Finance Committee Approves $12.3 Million Settlement With Police Torture Victims Ronald Kitchen and Marvin Reeves

Ronald Kitchen, wrongfully convicted, client of People's Law OfficeCHICAGO – The Finance Committee of the City of Chicago on Friday approved payment of a $12.3 million settlement to be divided between Ronald Kitchen, a former Death Row prisoner who spent 21 years behind bars, and his co-defendant Marvin Reeves. The criminal convictions of Kitchen and Reeves were overturned in 2009 with the agreement of Illinois Attorney General Lisa Madigan, and the men later received certificates of innocence from the Cook County Courts.  Kitchen was convicted based on his false confession extracted through torture by former Chicago Police Commander Jon Burge, detective Michael Kill and two other detectives, and the false testimony of a jailhouse snitch.

Kitchen’s lawsuit, filed in 2010, alleged that he was arrested on a false tip, deprived of food and sleep and repeatedly tortured by Burge and Kill and their associates who beat him with their fists, a nightstick and a telephone, inflicting serious injury to his genitals.

During discovery in the lawsuit, Kitchen subpoenaed former Mayor Richard M. Daley, who, while State’s Attorney, had approved the seeking of the death penalty in Kitchen’s case, to testify about his knowledge of the torture scandal. Daley refused to appear, and a motion to compel his testimony was pending before the court at the time the settlement was reached this summer.

People’s Law Office lawyers G. Flint Taylor, Joey Mogul and Ben Elson and MacArthur Justice Center lawyers Locke Bowman and Alexa Van Brunt represented Kitchen in the lawsuit and negotiated the settlement with the City of Chicago. The portion of the lawsuit naming the Cook County State’s Attorney’s Office and Assistant State’s Attorney Mark Lukanich as defendants has not been settled and is still pending.

“We regret that former Mayor Richard M. Daley may once again escape testifying about his involvement in the Burge torture scandal,” said G. Flint Taylor of the People’s Law Office. “We hope that he will be compelled to do so in Mr. Kitchen’s continuing case against Cook County and in several other cases that are pending in the state and federal courts. We also call on Mayor Emanuel to apologize to the survivors of police torture and to the African American community for the damage done by the Burge torture scandal and to create a fund, in an amount equal to the $20,000,000 paid in ‘pinstripe patronage’ to the lawyers who have defended Burge, Daley, and their confederates, to compensate those torture survivors who have been prevented from bringing lawsuits by the City’s decades long cover-up.”

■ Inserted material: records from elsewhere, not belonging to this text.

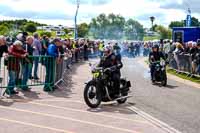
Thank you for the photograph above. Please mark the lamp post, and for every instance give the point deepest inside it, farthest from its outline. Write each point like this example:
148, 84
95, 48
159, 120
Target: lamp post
152, 18
75, 20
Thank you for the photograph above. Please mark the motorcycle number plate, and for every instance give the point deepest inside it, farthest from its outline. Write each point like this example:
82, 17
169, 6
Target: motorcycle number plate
128, 84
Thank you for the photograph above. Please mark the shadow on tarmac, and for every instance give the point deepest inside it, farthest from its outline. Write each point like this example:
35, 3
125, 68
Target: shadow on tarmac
113, 108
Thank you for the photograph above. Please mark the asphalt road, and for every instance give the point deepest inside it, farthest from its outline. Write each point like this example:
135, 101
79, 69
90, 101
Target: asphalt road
178, 105
64, 111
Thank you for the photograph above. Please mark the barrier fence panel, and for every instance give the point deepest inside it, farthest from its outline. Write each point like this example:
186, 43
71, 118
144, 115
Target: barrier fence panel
25, 72
183, 63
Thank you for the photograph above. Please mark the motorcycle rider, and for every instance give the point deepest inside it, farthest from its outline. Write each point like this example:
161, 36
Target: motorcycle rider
155, 56
113, 64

“More than 100 African American men were victims of torture, wrongful prosecution and false imprisonment in Cook County between 1973 and 1991,” said Locke Bowman, Director of the MacArthur Justice Center.  “The abusive police actions spanning more than two decades were made possible by other authority figures, who helped keep the torture secret, thwarted attempts to discipline police officers, and refused to act on calls for investigations and prosecutions of Burge and others responsible for the systemic pattern of torture.  Ronald Kitchen was tortured and spent much of his life in prison because so many of the people we entrusted to uphold justice opted instead to destroy it.”